Some students who have joined the MJ programme this year come with journalism experience already. But they agree that Asia is the perfect location to practise and hone their skills, while also providing inspiration for different types of stories that they would not typically find in their home countries.

“Being in Asia makes me come alive,” said Tamsyn Burgmann, who was a senior reporter at The Canadian Press before leaving to join the MJ course. “I believe that’s essential for tapping my highest potential and making journalism that matters.”

Before landing in Hong Kong, Burgmann had spent nine months travelling across Asia on her own in 2013, building up a portfolio of stories with far-flung datelines.

“The stories I wrote were different than anything I’d written in Canada,” Burgmann said. “I made opportunities to engage with characters from champion Muay Thai fighters to Kachin rebels in Myanmar’s far north. Writing stories about these people opened up my world. I yearn to keep collecting and sharing these stories on a bigger scale, and believe obtaining my MJ at HKU is the most direct path.”

Burgmann visited the Kachin Independence Organisation headquarters, in Myitkyina, Myanmar, and trained with a Muay Thai champion during her first visit to Asia in 2013

“One of my editors in Canada once told me that after he launched into his passion career, he wondered why he hadn’t done it ten years sooner. I left a reporting job at home for my MJ in Hong Kong because I’m determined not to become complacent,” she added.

Kristina Shperlik has a degree from Moscow State University and had been working as a journalist in Russia for six years already when she decided to apply for the MJ programme.

“I was deeply impressed by the descriptions of the internship experiences that previous students had.
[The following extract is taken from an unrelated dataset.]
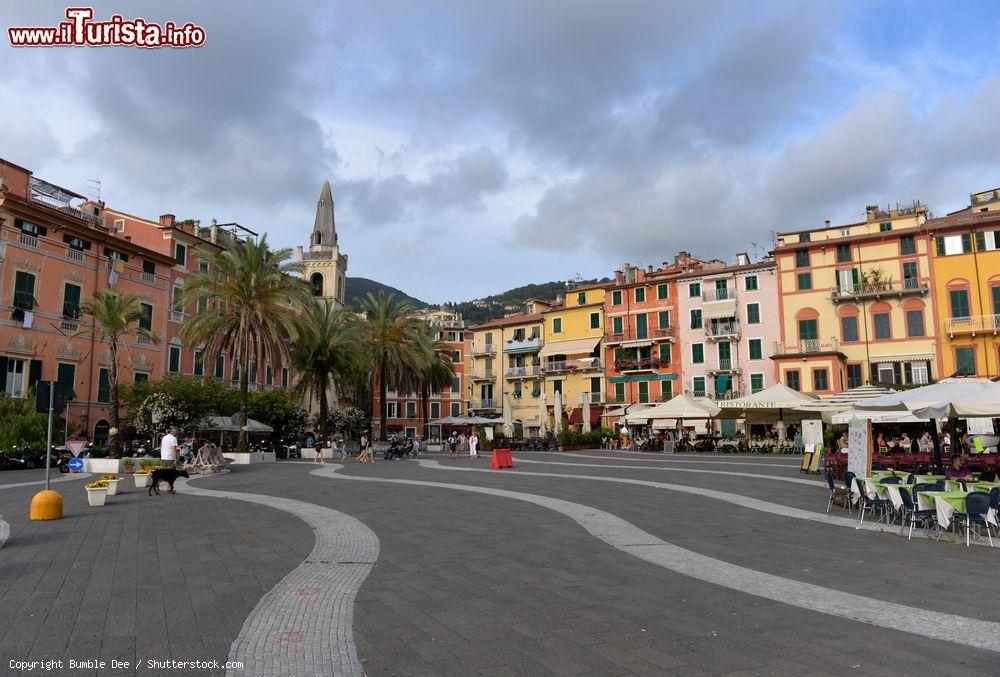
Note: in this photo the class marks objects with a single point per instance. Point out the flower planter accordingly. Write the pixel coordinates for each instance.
(97, 497)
It’s very uncommon to suddenly find yourself working in Nepal, Mongolia or Vietnam,” said Shperlik, who is herself now completing an internship at the Nepali Times during the winter break in her studies.
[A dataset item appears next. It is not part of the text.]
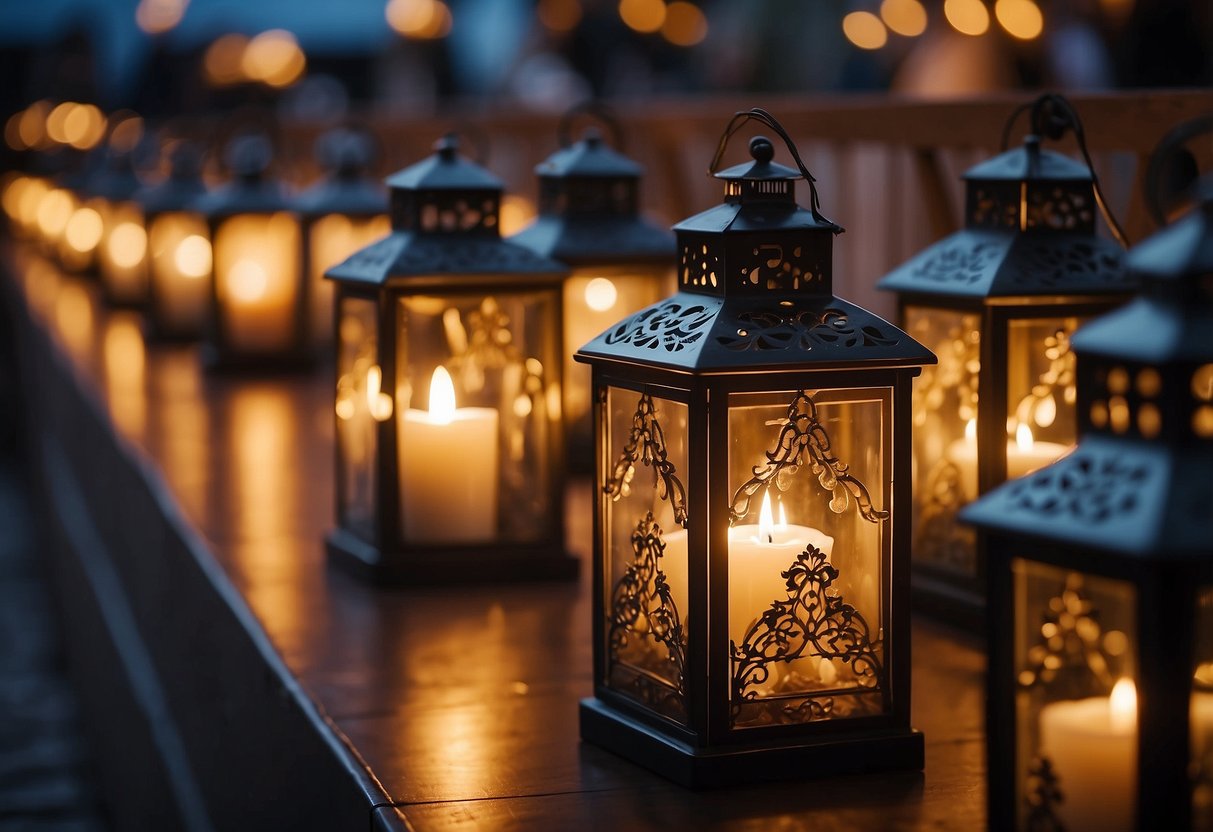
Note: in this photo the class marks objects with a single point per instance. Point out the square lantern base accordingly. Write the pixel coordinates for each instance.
(947, 603)
(449, 566)
(704, 768)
“Asia right now is a great place for a journalist to be, as a lot of events are happening here and a lot of possible stories can be written,” said Shperlik. “Hong Kong itself has world-famous newspapers, TV channels and other media organisations.”

Shperlik, who graduated from Moscow State University and had been working as a journalist in Russia for six years before joining the MJ programme, is now on internship at the Nepali Times

Shperlik, who has worked on stories about Japanese strawberry farming and potential political tensions between ‘the valleys’ and ‘the mountains’ after the passing of a new constitution last year since arriving in Nepal, was also curious to see how English-speaking journalism works, and whether the obstacles it faces are the same as in Russia.

“I think that as journalists in different countries, we follow exactly the same patterns—the most important rules about how to write and report, how to deal with ethics, and how to find your stories are pretty much the same,” she said. “However, it is useful to know how to write in English professionally, as it can help you to increase your audience significantly.”